Il ne répondit pas ; il semblait sérieux et absorbé ; il soupira ; il entr’ouvrit ses lèvres pour parler et les referma de nouveau. Je me sentis embarrassée ; j’avais peut-être mis trop d’empressement dans mes offres ; peut-être j’avais trop brusquement sauté par-dessus les convenances ; et lui, comme Saint-John, avait été choqué de mon étourderie. C’est qu’en faisant ma proposition, j’avais la pensée qu’il désirait et voulait faire de moi sa femme. Bien qu’il ne l’eût pas dit, j’étais persuadée qu’il me réclamerait comme sa propriété ; mais, voyant qu’il ne disait rien sur ce sujet et que sa contenance devenait de plus en plus sombre, je réfléchis que je m’étais peut-être trompée et que j’avais agi trop légèrement. Alors j’essayai de me retirer doucement de ses bras ; mais il me pressa avec force contre lui.

« Non, non, Jane, s’écria-t-il ; ne partez pas. Je vous ai touchée, entendue ; j’ai senti tout le bonheur de vous avoir près de moi, toute la douceur d’être consolé par vous ; je ne puis pas renoncer à ces joies. J’ai peu de chose à moi ; il faut du moins que je vous possède. Le monde pourra rire ; il pourra m’appeler absurde et égoïste, n’importe. Mon âme a besoin de vous : elle veut être satisfaite, ou bien elle se vengera cruellement sur le corps qui l’enchaîne.
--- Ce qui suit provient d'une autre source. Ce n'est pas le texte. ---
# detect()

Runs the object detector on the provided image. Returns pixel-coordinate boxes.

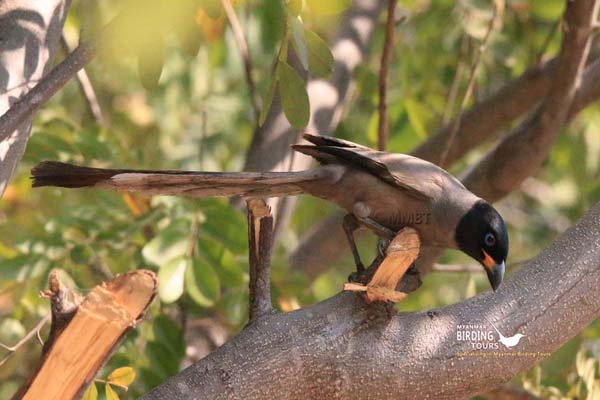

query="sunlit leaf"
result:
[287,0,302,17]
[145,342,179,378]
[152,315,185,358]
[138,34,165,90]
[306,0,352,16]
[81,382,98,400]
[258,77,277,126]
[304,30,334,78]
[185,257,221,307]
[158,256,190,303]
[404,99,427,138]
[277,61,310,128]
[106,384,119,400]
[142,220,190,267]
[292,17,308,69]
[107,367,135,386]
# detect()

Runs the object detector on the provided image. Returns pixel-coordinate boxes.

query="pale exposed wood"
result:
[23,270,158,400]
[344,228,421,302]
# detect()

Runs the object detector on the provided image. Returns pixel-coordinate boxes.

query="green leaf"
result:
[277,61,310,129]
[81,382,98,400]
[307,0,352,16]
[258,76,277,126]
[292,17,308,70]
[287,0,302,17]
[304,30,334,78]
[142,219,190,267]
[138,34,165,90]
[152,315,185,358]
[106,383,119,400]
[185,257,221,307]
[107,367,135,386]
[199,0,221,19]
[146,342,179,377]
[71,244,94,264]
[158,256,190,303]
[404,99,427,139]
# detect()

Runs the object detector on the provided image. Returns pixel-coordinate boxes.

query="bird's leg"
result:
[342,214,365,274]
[357,217,397,241]
[377,238,390,257]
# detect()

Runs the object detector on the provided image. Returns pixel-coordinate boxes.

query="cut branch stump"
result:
[344,228,421,302]
[14,270,158,400]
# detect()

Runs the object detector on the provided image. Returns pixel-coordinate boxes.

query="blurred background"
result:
[0,0,600,399]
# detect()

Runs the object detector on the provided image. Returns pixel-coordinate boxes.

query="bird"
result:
[31,134,509,291]
[488,320,526,349]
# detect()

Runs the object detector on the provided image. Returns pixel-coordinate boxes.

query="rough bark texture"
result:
[144,204,600,400]
[0,0,71,196]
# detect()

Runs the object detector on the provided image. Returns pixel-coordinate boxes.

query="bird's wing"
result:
[293,135,449,200]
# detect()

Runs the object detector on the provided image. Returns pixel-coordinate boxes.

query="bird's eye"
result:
[484,232,496,247]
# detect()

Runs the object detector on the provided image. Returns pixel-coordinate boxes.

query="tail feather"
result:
[31,161,121,188]
[31,161,328,197]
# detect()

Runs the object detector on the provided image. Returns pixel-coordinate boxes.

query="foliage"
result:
[0,0,600,399]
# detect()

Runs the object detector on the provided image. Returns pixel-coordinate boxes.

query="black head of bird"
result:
[455,200,508,290]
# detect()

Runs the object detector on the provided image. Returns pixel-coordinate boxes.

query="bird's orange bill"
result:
[481,250,496,269]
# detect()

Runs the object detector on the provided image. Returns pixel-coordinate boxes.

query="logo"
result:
[456,318,526,350]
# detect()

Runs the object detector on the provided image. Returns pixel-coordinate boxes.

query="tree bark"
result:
[143,203,600,399]
[0,0,71,196]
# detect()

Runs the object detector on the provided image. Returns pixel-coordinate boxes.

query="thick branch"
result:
[15,270,158,399]
[144,204,600,399]
[246,199,273,322]
[463,0,598,201]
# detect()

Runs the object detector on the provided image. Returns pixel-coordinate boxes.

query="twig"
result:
[440,1,498,165]
[60,33,105,125]
[221,0,260,121]
[94,378,129,391]
[432,259,531,273]
[0,314,50,366]
[0,43,95,140]
[535,19,562,64]
[377,0,398,150]
[246,199,273,322]
[442,34,469,125]
[187,215,200,258]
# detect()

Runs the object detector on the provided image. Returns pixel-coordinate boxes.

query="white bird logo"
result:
[486,318,526,349]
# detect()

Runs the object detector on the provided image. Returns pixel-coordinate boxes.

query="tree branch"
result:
[440,1,499,165]
[221,0,260,121]
[143,204,600,399]
[290,1,600,277]
[60,34,106,125]
[377,0,398,151]
[246,199,273,322]
[0,0,71,196]
[0,44,95,141]
[463,0,598,201]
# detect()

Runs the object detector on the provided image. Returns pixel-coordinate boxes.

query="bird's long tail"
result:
[31,161,330,197]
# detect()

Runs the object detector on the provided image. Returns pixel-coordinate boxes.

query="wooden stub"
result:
[344,228,421,302]
[22,270,158,400]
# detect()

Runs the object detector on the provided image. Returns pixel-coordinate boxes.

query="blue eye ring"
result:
[483,232,496,247]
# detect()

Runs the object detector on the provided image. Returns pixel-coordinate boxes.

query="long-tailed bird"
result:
[32,134,508,290]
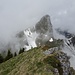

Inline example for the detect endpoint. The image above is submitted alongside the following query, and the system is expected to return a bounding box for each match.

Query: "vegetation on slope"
[0,48,53,75]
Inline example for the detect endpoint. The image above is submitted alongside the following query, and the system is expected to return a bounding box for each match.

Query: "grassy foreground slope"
[0,48,54,75]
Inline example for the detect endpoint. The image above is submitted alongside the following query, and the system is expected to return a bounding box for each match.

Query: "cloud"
[0,0,75,41]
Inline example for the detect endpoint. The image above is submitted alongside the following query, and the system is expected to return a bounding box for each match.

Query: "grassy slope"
[0,48,54,75]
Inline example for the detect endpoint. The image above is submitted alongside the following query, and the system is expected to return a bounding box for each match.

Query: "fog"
[0,0,75,42]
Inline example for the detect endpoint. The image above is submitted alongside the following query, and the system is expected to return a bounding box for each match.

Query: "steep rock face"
[43,47,75,75]
[35,15,53,45]
[14,15,53,50]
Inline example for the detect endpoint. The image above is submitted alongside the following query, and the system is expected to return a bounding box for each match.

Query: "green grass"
[0,48,53,75]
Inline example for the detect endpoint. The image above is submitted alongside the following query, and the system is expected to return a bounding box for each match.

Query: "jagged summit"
[17,15,53,50]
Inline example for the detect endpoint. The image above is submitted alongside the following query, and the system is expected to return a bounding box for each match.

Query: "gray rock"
[35,15,53,45]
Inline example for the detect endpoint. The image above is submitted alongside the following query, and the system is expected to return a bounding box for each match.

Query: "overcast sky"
[0,0,75,40]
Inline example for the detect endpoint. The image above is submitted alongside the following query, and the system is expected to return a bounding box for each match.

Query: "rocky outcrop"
[35,15,53,45]
[43,47,74,75]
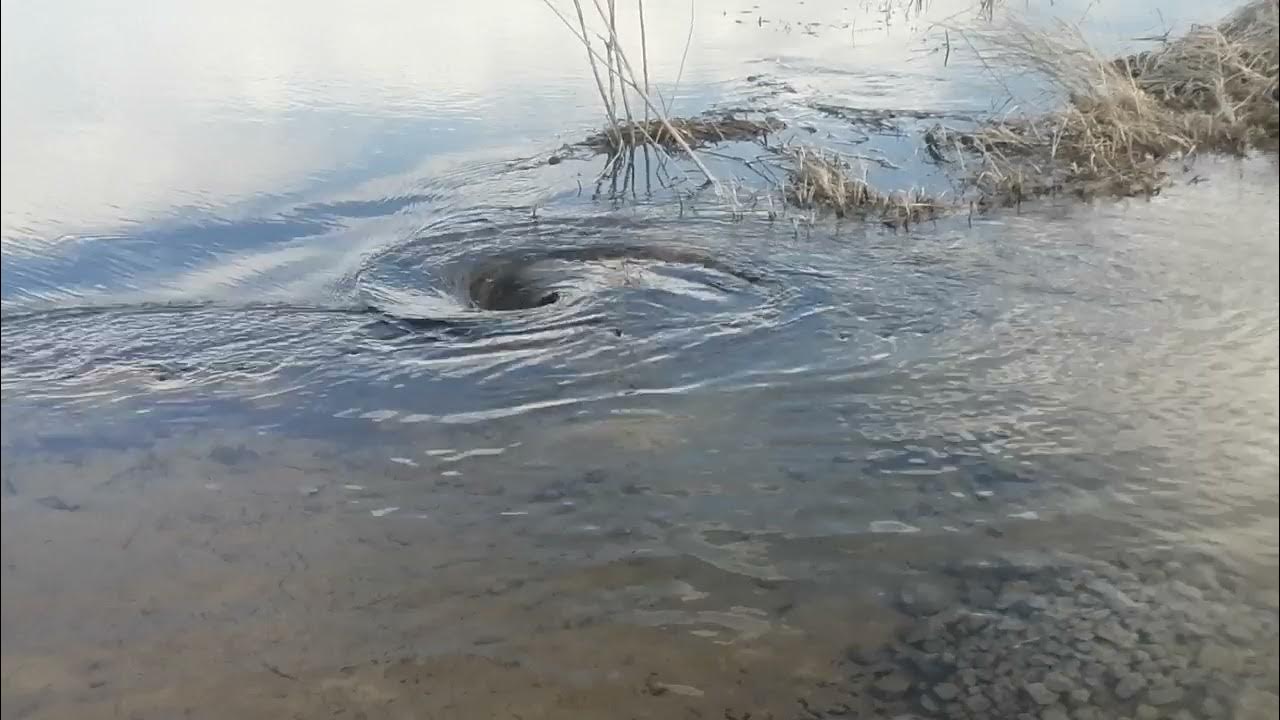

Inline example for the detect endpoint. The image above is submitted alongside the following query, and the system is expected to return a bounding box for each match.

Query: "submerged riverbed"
[0,3,1280,720]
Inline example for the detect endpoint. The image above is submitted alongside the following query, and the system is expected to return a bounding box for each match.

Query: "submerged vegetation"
[783,146,943,227]
[544,0,1280,219]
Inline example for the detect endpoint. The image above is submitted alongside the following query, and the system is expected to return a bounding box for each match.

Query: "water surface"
[0,3,1280,719]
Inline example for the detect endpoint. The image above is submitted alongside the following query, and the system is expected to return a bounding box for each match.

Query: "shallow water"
[0,3,1280,719]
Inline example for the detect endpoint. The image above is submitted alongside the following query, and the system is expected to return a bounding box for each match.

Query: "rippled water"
[0,3,1280,719]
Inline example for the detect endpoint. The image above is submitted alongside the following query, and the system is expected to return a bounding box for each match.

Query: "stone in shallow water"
[872,671,911,700]
[964,694,991,717]
[1147,685,1183,705]
[1041,705,1069,720]
[1070,688,1093,706]
[869,520,920,533]
[1115,674,1147,700]
[1044,671,1075,693]
[933,683,960,702]
[1023,683,1059,705]
[897,580,955,616]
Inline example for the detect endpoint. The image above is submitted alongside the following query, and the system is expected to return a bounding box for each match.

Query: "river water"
[0,0,1280,720]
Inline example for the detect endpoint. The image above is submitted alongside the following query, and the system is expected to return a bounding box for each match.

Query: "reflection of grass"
[785,146,941,227]
[584,115,781,155]
[942,0,1280,204]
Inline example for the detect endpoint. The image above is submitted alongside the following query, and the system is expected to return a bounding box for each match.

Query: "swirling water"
[0,3,1280,717]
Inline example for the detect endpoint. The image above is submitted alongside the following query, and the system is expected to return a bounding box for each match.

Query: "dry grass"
[783,146,942,227]
[942,0,1277,204]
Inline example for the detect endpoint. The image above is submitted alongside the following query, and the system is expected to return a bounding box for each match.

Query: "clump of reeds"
[783,145,942,227]
[543,0,723,193]
[947,0,1277,204]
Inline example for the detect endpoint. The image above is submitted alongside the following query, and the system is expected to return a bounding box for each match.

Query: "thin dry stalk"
[783,145,943,227]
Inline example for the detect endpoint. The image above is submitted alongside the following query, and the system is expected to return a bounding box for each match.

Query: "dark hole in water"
[468,272,561,311]
[465,246,762,311]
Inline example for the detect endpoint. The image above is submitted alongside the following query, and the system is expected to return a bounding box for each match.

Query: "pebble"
[1041,705,1070,720]
[897,580,954,616]
[1023,683,1059,705]
[1115,675,1147,700]
[872,671,911,700]
[1044,673,1075,693]
[933,683,960,702]
[1147,685,1183,705]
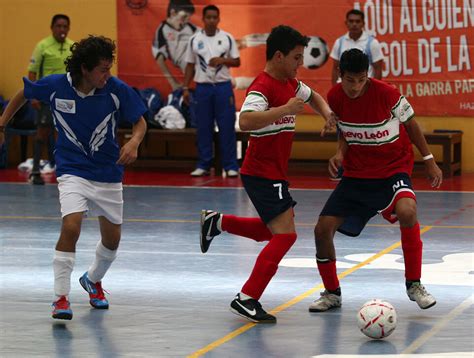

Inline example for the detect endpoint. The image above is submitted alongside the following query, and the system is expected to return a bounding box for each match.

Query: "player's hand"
[321,111,338,137]
[286,97,304,115]
[117,140,138,165]
[208,57,225,67]
[328,152,343,178]
[30,99,41,110]
[170,80,183,91]
[183,88,189,106]
[425,159,443,189]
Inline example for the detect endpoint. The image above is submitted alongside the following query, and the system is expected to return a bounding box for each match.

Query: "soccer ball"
[357,299,397,339]
[303,36,329,70]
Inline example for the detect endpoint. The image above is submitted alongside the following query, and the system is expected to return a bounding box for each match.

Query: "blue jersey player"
[0,36,146,319]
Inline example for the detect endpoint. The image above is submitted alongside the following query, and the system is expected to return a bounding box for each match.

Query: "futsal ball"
[357,299,397,339]
[303,36,329,70]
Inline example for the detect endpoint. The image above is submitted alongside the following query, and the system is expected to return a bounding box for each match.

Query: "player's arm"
[309,90,337,137]
[0,90,26,145]
[328,135,349,178]
[372,60,383,80]
[404,118,443,188]
[209,57,240,67]
[331,59,339,86]
[183,62,195,105]
[239,97,304,131]
[156,54,182,91]
[117,117,147,165]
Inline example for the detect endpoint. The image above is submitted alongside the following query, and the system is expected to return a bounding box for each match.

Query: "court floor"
[0,172,474,357]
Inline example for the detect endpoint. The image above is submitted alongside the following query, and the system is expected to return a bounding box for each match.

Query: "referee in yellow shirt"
[28,14,74,185]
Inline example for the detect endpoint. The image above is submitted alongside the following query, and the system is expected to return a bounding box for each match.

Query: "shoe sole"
[308,305,341,312]
[79,276,109,310]
[229,307,276,324]
[52,312,72,321]
[199,210,209,254]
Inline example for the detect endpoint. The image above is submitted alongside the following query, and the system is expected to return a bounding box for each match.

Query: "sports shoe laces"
[410,282,429,297]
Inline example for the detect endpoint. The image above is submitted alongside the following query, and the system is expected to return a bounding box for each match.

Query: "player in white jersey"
[183,5,240,177]
[330,9,384,85]
[151,0,198,91]
[0,36,146,320]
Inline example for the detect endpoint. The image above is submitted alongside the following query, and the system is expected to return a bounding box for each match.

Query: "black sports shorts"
[240,174,296,224]
[319,173,416,236]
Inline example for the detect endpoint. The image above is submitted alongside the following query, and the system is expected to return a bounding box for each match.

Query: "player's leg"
[231,175,297,323]
[199,210,273,253]
[30,103,52,185]
[214,82,239,177]
[395,197,436,309]
[52,176,88,319]
[79,183,123,309]
[191,84,215,176]
[309,216,344,312]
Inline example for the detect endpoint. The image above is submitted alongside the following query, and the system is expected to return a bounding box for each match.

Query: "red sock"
[242,233,296,300]
[222,215,273,241]
[400,223,423,281]
[316,258,339,291]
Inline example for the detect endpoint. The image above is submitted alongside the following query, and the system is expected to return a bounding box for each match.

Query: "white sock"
[240,292,253,301]
[87,241,117,283]
[216,214,224,232]
[53,250,76,297]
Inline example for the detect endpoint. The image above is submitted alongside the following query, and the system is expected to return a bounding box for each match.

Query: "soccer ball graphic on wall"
[237,34,329,70]
[303,36,329,70]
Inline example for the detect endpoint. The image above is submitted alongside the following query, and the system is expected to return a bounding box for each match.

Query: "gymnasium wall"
[0,0,474,172]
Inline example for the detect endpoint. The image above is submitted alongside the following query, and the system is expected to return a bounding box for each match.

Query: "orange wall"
[0,0,474,172]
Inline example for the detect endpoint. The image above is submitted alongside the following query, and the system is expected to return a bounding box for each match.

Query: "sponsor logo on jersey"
[54,98,76,113]
[339,118,400,145]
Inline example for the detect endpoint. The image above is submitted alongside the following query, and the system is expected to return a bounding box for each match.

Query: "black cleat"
[230,293,276,323]
[199,210,222,254]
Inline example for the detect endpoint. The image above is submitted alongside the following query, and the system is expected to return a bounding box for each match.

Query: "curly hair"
[64,35,116,84]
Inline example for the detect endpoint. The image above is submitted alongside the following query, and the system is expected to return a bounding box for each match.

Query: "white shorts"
[57,174,123,225]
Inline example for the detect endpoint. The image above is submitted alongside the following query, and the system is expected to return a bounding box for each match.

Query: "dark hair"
[202,5,221,17]
[167,0,194,16]
[346,9,365,21]
[266,25,309,61]
[64,35,115,84]
[51,14,71,27]
[339,48,369,76]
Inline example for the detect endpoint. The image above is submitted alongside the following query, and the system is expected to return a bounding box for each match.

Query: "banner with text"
[117,0,474,117]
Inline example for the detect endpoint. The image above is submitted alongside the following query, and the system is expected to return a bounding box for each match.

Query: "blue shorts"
[320,173,416,236]
[240,174,296,224]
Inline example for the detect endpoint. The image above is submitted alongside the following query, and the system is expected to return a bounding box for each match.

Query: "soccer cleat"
[226,169,239,178]
[199,210,222,254]
[407,282,436,310]
[230,293,276,323]
[191,168,211,177]
[309,290,342,312]
[79,272,109,310]
[52,296,72,320]
[29,173,44,185]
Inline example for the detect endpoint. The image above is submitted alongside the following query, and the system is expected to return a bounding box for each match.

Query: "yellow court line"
[188,226,433,358]
[0,215,474,229]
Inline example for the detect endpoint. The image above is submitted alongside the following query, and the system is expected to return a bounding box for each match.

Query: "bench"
[118,128,462,178]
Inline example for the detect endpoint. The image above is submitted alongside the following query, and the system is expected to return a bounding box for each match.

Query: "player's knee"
[397,205,418,227]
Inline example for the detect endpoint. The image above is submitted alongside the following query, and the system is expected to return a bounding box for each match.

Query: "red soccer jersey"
[240,72,312,180]
[328,79,414,179]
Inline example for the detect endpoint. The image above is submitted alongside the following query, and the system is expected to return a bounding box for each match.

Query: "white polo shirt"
[330,31,383,77]
[184,29,240,83]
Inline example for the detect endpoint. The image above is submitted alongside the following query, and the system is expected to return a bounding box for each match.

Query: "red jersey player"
[309,49,442,312]
[200,25,335,323]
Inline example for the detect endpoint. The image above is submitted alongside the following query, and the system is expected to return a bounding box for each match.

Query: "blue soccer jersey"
[23,74,146,183]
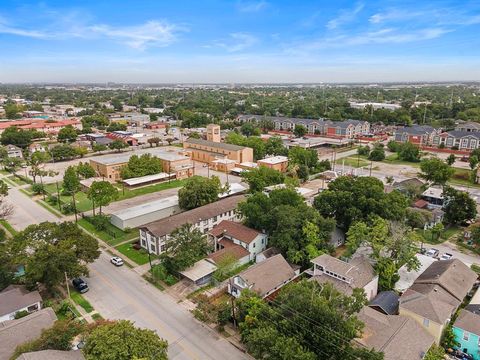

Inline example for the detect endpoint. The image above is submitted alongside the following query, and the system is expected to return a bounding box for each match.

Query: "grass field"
[70,291,94,313]
[78,219,138,246]
[115,243,157,265]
— Eh bien, monsieur, je resterai avec vous ; je vous l’ai promis.

— Oui ; mais en disant que vous resterez avec moi, vous comprenez une chose et moi une autre. Vous pourriez peut-être vous décider à être toujours près de moi, à me servir comme une complaisante petite garde-malade ; car vous avez un cœur affectueux, un esprit généreux, et vous êtes prête à faire de grands sacrifices pour ceux que vous plaignez. Cela devrait me suffire, sans doute. Je ne devrais avoir pour vous que des sentiments paternels ; est-ce là votre pensée, dites-moi ?

— Je penserai ce que vous voudrez, monsieur. Je me contenterai d’être votre garde-malade, si vous croyez que cela vaut mieux.

— Mais vous ne pourrez pas toujours être ma garde-malade, Jane ; vous êtes jeune et vous vous marierez un jour.

— Je ne désire pas me marier.

— Il faut le désirer, Jane. Si j’étais comme jadis, je m’efforcerais de vous le faire désirer, mais un malheureux aveugle !… »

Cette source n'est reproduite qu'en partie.